There are a total of four common RAID configurations. These are:
RAID 0 - Striping
+ Writing and reading speed and storage capacity will increase proportionally to the number of drives, because both all drives are being utilized at once.
- Data safety is halved approximately multiplied by the number of drives. Each new drive creates a new point of failure.
RAID 1 - Mirroring
+ Data safety is doubled for every new redundancy layer (HDD pair). More accurately, for every mirrored drive, the data loss chance is very nearly halved. Assuming an instant crash, the data is backed up. However, there is no protection against logical errors in the filesystem.
+ Read speed is nearly doubled, though write speed is nearly halved.
- Halved storage capacity due to redundancy.

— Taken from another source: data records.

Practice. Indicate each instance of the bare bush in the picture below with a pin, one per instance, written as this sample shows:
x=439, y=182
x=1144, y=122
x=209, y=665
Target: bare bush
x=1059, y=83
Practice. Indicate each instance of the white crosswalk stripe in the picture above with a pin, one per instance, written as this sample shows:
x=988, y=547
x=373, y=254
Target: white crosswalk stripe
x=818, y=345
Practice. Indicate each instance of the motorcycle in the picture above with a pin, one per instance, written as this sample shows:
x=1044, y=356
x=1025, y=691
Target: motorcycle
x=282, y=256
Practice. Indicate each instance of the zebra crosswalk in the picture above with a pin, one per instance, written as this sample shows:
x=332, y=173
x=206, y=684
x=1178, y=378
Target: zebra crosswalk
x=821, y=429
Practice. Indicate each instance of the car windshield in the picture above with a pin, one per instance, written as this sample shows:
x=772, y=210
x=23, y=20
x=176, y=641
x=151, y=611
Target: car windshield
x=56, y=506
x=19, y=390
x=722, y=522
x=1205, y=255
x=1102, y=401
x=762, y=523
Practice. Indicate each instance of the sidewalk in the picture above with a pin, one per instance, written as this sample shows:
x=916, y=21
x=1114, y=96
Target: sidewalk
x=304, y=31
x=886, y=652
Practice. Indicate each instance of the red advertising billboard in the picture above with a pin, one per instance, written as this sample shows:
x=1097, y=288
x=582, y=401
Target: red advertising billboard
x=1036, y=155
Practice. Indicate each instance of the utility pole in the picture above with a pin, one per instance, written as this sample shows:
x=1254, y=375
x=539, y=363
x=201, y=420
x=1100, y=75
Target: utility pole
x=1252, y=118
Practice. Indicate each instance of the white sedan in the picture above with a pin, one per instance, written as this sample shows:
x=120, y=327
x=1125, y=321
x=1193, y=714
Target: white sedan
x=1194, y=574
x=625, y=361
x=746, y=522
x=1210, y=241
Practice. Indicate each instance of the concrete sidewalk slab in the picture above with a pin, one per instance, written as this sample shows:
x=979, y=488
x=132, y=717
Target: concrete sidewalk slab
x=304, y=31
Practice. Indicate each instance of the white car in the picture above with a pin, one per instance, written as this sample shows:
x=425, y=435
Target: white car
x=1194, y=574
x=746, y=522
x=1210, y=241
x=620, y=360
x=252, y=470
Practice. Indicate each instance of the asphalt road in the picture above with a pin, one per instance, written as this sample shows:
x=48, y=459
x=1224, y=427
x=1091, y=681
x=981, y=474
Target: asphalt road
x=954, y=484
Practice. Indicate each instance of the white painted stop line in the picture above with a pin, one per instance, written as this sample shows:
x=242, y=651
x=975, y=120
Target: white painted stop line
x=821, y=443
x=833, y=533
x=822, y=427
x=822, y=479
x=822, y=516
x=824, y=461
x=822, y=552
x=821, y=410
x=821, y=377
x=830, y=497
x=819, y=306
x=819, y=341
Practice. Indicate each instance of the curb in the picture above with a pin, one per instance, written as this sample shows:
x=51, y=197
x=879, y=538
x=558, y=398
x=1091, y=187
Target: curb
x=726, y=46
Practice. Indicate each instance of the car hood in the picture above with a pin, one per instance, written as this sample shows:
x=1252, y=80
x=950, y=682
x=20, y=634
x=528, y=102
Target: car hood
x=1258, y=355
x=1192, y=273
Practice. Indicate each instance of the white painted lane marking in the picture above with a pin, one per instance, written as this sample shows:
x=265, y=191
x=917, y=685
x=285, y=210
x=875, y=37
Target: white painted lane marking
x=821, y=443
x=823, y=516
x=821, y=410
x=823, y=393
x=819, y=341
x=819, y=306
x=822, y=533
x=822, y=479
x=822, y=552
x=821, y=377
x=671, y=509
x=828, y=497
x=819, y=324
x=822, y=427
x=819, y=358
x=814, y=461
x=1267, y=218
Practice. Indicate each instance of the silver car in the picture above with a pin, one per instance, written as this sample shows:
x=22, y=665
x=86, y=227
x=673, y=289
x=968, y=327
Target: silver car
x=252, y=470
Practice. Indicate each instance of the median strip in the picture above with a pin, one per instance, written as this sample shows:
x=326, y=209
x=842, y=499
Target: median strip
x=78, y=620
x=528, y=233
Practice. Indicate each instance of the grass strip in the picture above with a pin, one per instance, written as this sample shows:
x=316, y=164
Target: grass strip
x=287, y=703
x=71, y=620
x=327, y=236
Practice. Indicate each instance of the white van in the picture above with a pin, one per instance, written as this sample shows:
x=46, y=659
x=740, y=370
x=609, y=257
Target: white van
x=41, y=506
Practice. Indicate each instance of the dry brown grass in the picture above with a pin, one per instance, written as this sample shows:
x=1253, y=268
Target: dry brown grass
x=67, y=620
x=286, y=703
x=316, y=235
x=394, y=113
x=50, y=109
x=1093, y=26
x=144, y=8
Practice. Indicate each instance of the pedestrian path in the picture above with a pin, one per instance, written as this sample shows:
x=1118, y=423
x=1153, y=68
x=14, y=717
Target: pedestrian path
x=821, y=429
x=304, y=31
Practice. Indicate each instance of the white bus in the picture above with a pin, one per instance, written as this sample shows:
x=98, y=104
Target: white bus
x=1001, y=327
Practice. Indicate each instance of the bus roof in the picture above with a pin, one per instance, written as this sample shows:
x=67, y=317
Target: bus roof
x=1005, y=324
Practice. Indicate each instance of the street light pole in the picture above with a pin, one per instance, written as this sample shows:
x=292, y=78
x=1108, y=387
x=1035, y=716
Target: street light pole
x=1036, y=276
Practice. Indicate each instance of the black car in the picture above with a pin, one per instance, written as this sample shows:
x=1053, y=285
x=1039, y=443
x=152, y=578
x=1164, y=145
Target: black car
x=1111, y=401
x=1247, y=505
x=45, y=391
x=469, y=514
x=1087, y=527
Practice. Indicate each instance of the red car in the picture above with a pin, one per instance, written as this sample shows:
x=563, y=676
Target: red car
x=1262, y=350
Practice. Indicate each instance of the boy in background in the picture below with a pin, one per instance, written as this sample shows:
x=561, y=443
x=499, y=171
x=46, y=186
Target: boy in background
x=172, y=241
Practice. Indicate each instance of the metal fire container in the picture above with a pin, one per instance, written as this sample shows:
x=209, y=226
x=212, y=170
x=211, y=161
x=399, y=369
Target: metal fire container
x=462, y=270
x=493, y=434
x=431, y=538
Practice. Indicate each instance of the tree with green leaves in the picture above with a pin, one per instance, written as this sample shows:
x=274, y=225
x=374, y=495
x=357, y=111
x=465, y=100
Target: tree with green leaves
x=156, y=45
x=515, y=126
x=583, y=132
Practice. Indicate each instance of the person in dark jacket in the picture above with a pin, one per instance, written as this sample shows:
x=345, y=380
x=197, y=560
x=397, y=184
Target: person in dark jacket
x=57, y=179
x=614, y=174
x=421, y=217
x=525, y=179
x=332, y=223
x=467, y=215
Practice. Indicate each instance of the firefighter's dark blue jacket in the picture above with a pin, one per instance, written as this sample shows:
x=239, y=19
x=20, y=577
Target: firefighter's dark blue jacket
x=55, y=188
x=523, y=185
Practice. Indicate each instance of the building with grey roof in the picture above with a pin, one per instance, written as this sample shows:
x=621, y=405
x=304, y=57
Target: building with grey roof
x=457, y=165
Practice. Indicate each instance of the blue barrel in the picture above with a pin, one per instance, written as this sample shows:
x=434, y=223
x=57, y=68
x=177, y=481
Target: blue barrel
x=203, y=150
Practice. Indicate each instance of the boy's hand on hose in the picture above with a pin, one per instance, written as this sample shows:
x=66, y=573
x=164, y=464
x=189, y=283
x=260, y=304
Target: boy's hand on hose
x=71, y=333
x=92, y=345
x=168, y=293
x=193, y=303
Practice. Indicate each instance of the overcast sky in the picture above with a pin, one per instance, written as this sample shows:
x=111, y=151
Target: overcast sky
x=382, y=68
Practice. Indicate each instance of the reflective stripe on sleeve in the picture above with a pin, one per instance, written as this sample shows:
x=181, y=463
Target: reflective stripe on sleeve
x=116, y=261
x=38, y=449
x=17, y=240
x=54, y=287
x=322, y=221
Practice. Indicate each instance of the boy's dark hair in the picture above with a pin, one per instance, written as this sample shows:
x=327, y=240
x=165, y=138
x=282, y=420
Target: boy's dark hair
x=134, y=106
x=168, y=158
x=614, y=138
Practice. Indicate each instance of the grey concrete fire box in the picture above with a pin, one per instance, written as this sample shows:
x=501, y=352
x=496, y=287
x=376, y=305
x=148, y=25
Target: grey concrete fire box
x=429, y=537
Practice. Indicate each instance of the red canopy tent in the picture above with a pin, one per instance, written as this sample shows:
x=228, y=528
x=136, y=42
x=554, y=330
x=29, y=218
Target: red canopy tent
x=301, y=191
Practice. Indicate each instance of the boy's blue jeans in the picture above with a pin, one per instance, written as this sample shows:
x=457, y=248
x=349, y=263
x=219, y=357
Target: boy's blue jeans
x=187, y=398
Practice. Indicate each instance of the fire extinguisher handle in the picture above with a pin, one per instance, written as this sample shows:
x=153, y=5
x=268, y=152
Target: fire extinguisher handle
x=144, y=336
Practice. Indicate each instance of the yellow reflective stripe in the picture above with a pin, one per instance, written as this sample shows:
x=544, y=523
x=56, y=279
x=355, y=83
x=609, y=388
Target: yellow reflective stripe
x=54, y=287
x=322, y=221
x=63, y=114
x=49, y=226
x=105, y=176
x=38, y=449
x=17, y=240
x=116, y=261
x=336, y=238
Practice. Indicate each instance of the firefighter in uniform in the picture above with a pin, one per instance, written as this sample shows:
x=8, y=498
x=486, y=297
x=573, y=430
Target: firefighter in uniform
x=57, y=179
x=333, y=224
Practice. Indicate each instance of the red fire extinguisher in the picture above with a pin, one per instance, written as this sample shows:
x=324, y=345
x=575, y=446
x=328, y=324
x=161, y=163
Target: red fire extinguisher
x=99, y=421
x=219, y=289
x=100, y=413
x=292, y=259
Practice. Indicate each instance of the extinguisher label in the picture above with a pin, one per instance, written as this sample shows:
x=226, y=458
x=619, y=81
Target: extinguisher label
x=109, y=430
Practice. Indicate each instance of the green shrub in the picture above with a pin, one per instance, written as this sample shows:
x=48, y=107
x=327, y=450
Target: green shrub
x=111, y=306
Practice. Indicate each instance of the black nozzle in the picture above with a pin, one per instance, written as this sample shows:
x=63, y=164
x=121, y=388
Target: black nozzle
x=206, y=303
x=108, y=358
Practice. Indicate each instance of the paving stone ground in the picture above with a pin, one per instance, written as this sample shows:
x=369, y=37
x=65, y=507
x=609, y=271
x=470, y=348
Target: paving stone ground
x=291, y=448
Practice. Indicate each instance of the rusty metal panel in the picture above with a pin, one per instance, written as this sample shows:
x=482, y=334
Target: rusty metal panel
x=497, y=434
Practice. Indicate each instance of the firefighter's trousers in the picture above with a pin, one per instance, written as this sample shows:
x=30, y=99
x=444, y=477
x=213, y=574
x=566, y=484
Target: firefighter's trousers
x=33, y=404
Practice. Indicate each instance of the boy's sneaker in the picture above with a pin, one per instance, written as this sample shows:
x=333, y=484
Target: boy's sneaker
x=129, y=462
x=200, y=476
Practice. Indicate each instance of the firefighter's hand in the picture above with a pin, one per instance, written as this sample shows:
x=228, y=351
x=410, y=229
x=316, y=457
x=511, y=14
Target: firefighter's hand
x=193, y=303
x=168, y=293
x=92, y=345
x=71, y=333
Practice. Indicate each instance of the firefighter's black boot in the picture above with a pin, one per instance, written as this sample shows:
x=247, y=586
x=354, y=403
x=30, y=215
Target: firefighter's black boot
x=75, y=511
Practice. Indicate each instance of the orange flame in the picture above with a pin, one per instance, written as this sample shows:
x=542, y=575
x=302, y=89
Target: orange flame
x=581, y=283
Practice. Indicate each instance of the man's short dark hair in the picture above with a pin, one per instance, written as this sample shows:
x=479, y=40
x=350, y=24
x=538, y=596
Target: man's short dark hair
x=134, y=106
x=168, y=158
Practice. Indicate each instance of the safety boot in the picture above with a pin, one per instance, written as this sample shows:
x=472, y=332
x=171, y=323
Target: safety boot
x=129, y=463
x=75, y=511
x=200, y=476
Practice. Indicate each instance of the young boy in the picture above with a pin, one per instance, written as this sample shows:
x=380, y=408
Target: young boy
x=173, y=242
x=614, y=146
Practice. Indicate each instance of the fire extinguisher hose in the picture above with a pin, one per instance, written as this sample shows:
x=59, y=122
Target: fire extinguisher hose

- Must have even number of drives.
RAID 10 - Striping and Mirroring
+ Speed boost and redundancy. Failure chance is about half the chance of a single drive failure. Speed increase is more pronounced in reads than writes.
- Data storage is halved.
- Must have even number of drives, and a minimum of 4.
RAID 5 - Striping and Parity
+ You only lose one drive worth of storage.
- You have a minimum of 3 drives necessary. Redundancy covers one drive failure only.
There are also levels 01, 3, 4, 6, 50... These are mostly upgraded basic levels or (re)combinations thereof.
So, let's assume 4 2 TB drives are present in the system. You'd have:
RAID 0: 8 TB max - Highest Performance (minimum 2 drives)
RAID 1: 4 TB max - Lowest Performance (Minimum 2 drives, must be even drive quantity)
RAID 10: 4 TB max - Highest Performance with redundancy (Minimum 4 drives, must be even #)
RAID 5: 6 TB max - Lowest cost to redundancy (minimum 3 drives)
Just remember, RAID is a bandage and only helps you if you have an instant failure. Degradation isn't accounted for with any of these RAID level, so that slowly failing drive can still bork your system.